Semper Fi — Always Faithful, next up for Depot Docs at the Depot Theatre on Friday, April 11, with co-director Rachel Libert as special guest, was premiered at the Tribeca Film Festival in 2011, winning the award for Best Editing, and then being short-listed for Best Documentary for the 2012 Academy Awards.
Industrial toxins
The film, made with co-director and cinematographer Tony Hardmon, follows Ensminger as he attempts to find the truth behind his beloved 9-year-old daughter Janey’s harrowing death of acute lymphocytic leukemia in 1985. Ensminger was devastated. How could this have happened? There was no history of childhood cancers in either his wife’s or his family. Then, in 1997, he heard a news report that the water supply at Camp Lejeune, near Jacksonville, N.C., where the Ensminger family lived and where Janey was born, was contaminated with industrial toxins, some of them known carcinogens.
These toxins had been leaking into the water system, used by tens of thousands of people, both military and civilians, for bathing, cooking, and drinking, for at least 30 years. And while the contamination had been known to the Corps since the early 1980s, no effort had been made to publicize the health risks to those who had used and consumed the water, containing industrial solvents, engine fuels, benzene, and other toxins, with up to 3,400 times the levels permitted by safety standards, until 1999.
Those health risks included various types of cancers, leukemia, miscarriages, birth defects, and many more. Finally, in 2008, the Corps began a Congressionally-mandated notification campaign; an online health registry now contains more than 130,000 names.
Most of this all-too-familiar story of human and institutional hubris, incompetence, and denial is told by and through Ensminger, who is a clear, impassioned, and compelling narrative voice. But there are other featured players, most prominently Mike Partain, born at Lejeune, now in his 40s, and suffering from a rare form of male breast cancer. Searching for his own answers to this unexplainable diagnosis, he sees Ensminger on CNN, testifying before Congress on the toxic water supply at Camp Lejeune. He begins working closely with Ensminger, and sets out to locate other men with male breast cancer.

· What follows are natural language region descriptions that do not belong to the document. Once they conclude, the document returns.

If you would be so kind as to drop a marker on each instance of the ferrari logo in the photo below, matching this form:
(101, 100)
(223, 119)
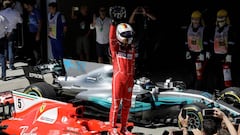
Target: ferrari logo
(42, 108)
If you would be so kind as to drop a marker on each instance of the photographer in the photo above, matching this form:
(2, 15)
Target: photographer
(143, 21)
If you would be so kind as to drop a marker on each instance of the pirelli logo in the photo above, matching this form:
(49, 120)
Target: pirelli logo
(125, 55)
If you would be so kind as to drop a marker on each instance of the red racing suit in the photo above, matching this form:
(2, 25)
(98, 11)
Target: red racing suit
(123, 61)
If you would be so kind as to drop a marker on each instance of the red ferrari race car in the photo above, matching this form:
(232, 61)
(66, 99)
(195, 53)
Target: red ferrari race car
(24, 114)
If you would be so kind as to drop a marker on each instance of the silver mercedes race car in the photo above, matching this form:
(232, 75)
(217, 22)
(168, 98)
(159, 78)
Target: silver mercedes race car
(153, 103)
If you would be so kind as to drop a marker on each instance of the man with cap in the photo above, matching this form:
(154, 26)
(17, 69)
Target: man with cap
(222, 49)
(196, 45)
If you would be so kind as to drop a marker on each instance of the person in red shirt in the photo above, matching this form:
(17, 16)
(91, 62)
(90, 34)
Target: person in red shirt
(123, 61)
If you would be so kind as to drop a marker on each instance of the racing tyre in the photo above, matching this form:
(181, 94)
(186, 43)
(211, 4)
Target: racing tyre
(41, 89)
(231, 96)
(195, 117)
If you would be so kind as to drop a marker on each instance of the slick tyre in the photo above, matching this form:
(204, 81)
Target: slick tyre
(195, 117)
(231, 96)
(41, 89)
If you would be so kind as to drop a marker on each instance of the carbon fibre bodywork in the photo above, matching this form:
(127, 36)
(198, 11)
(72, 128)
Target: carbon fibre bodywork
(153, 103)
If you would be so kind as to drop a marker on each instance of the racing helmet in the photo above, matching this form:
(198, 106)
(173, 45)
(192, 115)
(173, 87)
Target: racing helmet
(196, 14)
(222, 18)
(124, 33)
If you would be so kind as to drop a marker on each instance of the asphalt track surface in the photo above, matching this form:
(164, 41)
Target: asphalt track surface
(17, 81)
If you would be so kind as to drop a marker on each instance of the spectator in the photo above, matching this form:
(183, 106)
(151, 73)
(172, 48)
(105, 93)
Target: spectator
(3, 31)
(102, 25)
(83, 20)
(123, 60)
(34, 32)
(222, 44)
(17, 5)
(142, 21)
(196, 46)
(14, 19)
(56, 30)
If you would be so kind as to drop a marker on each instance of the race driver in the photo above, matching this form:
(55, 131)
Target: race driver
(123, 61)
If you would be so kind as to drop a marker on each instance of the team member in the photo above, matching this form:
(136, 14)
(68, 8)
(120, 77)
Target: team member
(33, 45)
(223, 47)
(57, 29)
(196, 45)
(3, 31)
(14, 18)
(123, 60)
(102, 25)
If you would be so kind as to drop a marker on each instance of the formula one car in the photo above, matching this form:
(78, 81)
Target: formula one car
(26, 114)
(153, 103)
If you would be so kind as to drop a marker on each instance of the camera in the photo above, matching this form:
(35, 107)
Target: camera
(184, 113)
(139, 10)
(237, 120)
(208, 112)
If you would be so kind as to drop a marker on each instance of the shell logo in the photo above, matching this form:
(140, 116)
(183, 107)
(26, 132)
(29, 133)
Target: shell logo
(42, 108)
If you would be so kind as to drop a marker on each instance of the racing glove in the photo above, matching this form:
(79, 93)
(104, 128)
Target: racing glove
(208, 55)
(228, 58)
(188, 55)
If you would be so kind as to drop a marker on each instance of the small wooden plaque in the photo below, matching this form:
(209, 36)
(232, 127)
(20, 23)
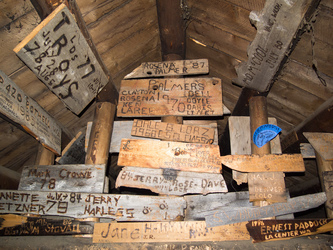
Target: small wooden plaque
(170, 96)
(174, 155)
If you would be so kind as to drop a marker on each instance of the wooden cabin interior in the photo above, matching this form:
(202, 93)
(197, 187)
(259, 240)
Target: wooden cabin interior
(123, 34)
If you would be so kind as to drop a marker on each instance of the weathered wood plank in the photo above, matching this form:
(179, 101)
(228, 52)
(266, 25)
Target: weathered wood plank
(266, 230)
(232, 215)
(172, 132)
(277, 24)
(174, 231)
(174, 155)
(172, 96)
(171, 182)
(87, 205)
(70, 178)
(170, 68)
(25, 111)
(16, 225)
(265, 163)
(54, 49)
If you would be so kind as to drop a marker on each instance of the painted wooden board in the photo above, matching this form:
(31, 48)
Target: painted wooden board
(170, 96)
(232, 215)
(57, 52)
(16, 225)
(170, 68)
(71, 178)
(88, 205)
(265, 163)
(174, 231)
(171, 182)
(172, 132)
(267, 230)
(20, 108)
(277, 24)
(322, 143)
(173, 155)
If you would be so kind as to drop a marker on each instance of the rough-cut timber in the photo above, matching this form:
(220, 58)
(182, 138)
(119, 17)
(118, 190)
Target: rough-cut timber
(171, 182)
(264, 163)
(88, 205)
(171, 96)
(21, 109)
(232, 215)
(170, 68)
(174, 231)
(172, 132)
(277, 26)
(173, 155)
(74, 178)
(57, 52)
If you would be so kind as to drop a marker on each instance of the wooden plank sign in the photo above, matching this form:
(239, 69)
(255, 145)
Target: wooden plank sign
(277, 25)
(170, 96)
(265, 163)
(16, 225)
(72, 178)
(174, 231)
(174, 155)
(88, 205)
(170, 68)
(226, 216)
(172, 132)
(20, 108)
(267, 230)
(57, 52)
(171, 182)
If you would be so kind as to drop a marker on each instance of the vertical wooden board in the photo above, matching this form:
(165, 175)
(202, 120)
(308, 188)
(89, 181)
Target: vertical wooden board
(173, 155)
(90, 205)
(170, 96)
(58, 54)
(25, 111)
(171, 182)
(172, 132)
(71, 178)
(174, 231)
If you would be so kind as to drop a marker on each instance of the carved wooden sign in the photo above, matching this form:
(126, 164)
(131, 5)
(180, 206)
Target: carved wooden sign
(74, 178)
(33, 118)
(171, 182)
(266, 230)
(172, 132)
(170, 68)
(15, 225)
(174, 231)
(85, 205)
(265, 163)
(226, 216)
(57, 52)
(170, 96)
(277, 25)
(174, 155)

He finds 78 of them, and they have only one other thing in common — Camp Lejeune; only four are in the Lejeune registry. We also meet Denita McCall, a former Marine who was stationed at Camp Lejeune in the early 1980s. She was diagnosed with parathyroid cancer, and became actively engaged in the effort to challenge the stonewalling and obfuscation and failure to be accountable and take responsibility at all levels, from the Marine Corps, to the Pentagon, to the Capitol.
This is perhaps the sorriest and yet most predictable moral of Semper Fi; that the default institutional and organizational reflex in American culture is what was called during my own time in the military ‘CYA — Cover Your Ass.’ As noted in the film, taking responsibility for the failure to ensure the safety of the water supply at Camp Lejeune, per the Navy’s own regulations, would have meant exposure to liability that would have certainly cost a great deal of money in court and health care costs, and could have ended or short-circuited a lot of careers.

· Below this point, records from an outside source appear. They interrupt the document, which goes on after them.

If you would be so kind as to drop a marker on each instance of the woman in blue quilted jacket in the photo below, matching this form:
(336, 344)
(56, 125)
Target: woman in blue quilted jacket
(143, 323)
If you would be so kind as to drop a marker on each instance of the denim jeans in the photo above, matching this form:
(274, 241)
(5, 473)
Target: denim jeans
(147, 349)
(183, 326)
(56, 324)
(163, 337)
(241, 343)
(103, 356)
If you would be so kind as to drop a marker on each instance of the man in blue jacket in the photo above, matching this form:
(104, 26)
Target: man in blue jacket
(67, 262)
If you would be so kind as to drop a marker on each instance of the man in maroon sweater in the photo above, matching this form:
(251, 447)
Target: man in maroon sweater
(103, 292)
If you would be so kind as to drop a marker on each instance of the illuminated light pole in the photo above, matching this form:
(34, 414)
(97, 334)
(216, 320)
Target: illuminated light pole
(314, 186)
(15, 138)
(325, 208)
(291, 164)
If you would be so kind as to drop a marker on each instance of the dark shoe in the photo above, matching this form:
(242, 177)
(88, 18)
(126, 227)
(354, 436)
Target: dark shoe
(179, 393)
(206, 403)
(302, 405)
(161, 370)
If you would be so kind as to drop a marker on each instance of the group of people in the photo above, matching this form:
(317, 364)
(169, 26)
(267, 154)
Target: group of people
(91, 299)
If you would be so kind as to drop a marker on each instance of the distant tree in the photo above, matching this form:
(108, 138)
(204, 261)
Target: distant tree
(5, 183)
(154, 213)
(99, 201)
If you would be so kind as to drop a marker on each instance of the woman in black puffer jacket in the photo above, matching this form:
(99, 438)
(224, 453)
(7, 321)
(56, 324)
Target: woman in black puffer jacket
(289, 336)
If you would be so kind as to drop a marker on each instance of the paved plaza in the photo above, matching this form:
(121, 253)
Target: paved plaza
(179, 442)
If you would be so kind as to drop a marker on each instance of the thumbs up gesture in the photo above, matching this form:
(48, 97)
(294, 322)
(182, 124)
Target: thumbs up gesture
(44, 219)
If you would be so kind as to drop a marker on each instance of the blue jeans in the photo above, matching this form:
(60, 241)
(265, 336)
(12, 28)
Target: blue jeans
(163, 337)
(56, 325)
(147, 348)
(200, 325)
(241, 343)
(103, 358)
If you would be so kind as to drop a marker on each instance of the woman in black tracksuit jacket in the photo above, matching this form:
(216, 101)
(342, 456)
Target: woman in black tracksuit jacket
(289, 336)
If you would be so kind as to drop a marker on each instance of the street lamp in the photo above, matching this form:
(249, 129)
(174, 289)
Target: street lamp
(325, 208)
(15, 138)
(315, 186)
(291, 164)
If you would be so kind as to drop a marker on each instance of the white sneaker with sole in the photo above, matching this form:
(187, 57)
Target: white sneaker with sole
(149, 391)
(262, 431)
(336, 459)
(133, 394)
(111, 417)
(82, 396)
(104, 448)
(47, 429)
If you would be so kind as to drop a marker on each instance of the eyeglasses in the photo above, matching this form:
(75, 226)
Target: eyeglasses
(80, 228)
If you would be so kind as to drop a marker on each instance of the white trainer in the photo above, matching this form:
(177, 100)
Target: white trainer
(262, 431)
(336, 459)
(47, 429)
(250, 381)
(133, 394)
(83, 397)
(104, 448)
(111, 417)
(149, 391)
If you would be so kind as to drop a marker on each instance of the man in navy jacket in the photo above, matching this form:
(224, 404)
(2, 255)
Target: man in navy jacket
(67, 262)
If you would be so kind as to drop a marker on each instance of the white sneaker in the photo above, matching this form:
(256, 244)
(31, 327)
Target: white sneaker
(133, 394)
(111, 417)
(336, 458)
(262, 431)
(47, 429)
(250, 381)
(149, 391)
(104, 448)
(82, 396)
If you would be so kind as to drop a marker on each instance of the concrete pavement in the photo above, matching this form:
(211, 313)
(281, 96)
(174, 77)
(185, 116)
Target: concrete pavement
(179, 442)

Rachel Libert (photo by Heidi Gutman)
Watching spokespeople for the Corps dodge and weave and play rope-a-dope to the efforts of anyone, whether it’s Ensminger and his fellow sufferers or the few interested members of Congress, attempting to get information or to get them to commit to doing something, one is left to wonder at the results of the annual Gallup poll asking people to rank their confidence in 16 American institutions. While Congress is predictably at the bottom, this past year with a 10 percent rating, the military is consistently at the top, with a 76 percent rating in 2012.

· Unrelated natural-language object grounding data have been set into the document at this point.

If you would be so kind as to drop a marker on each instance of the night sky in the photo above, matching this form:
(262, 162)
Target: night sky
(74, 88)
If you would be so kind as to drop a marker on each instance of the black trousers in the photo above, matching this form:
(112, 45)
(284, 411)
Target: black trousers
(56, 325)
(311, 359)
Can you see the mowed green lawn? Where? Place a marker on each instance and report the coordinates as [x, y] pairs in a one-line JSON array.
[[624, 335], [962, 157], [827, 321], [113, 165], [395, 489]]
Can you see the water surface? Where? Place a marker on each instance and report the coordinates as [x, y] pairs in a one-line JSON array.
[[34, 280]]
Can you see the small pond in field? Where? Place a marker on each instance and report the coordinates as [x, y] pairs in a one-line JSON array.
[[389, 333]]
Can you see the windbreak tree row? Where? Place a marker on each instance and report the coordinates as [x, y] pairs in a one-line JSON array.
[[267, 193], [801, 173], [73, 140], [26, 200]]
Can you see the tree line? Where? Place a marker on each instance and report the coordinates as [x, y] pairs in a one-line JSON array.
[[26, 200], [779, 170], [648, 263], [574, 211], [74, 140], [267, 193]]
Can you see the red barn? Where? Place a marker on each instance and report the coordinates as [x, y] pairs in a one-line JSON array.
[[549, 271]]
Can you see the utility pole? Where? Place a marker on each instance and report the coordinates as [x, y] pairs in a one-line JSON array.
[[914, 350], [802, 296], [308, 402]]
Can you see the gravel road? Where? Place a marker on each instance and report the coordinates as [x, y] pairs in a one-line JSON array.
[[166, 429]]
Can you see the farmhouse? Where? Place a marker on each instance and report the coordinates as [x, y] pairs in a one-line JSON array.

The triumph of hope over experience, one can only suppose. The year 2012 was when President Obama signed the Janey Ensminger Act into law, authorizing medical care to military and family members who resided at Camp Lejeune from 1957 to 1987; the measure applies to about 750,000 people. That triumph is not recorded in the film, but when the bill passed the House, Jerry Ensminger was there to savor the moment. “Through her short life and her death,” he said, “she’s probably caused more change than most people in their entire lives. It’s a great tribute to her.” Janey Ensminger would have been 36 years old.
Semper Fi – Always Faithful will be shown at the Philipstown Depot Theatre, Garrison’s Landing, at 7:30 p.m. Rachel Libert, co-producer and co-director, will be present for a post-screening Q-and-A and a Depot Docs reception. For more information call 845-424-3900 or go to philipstowndepottheatre.org. For tickets (recommended) go to brownpapertickets.com.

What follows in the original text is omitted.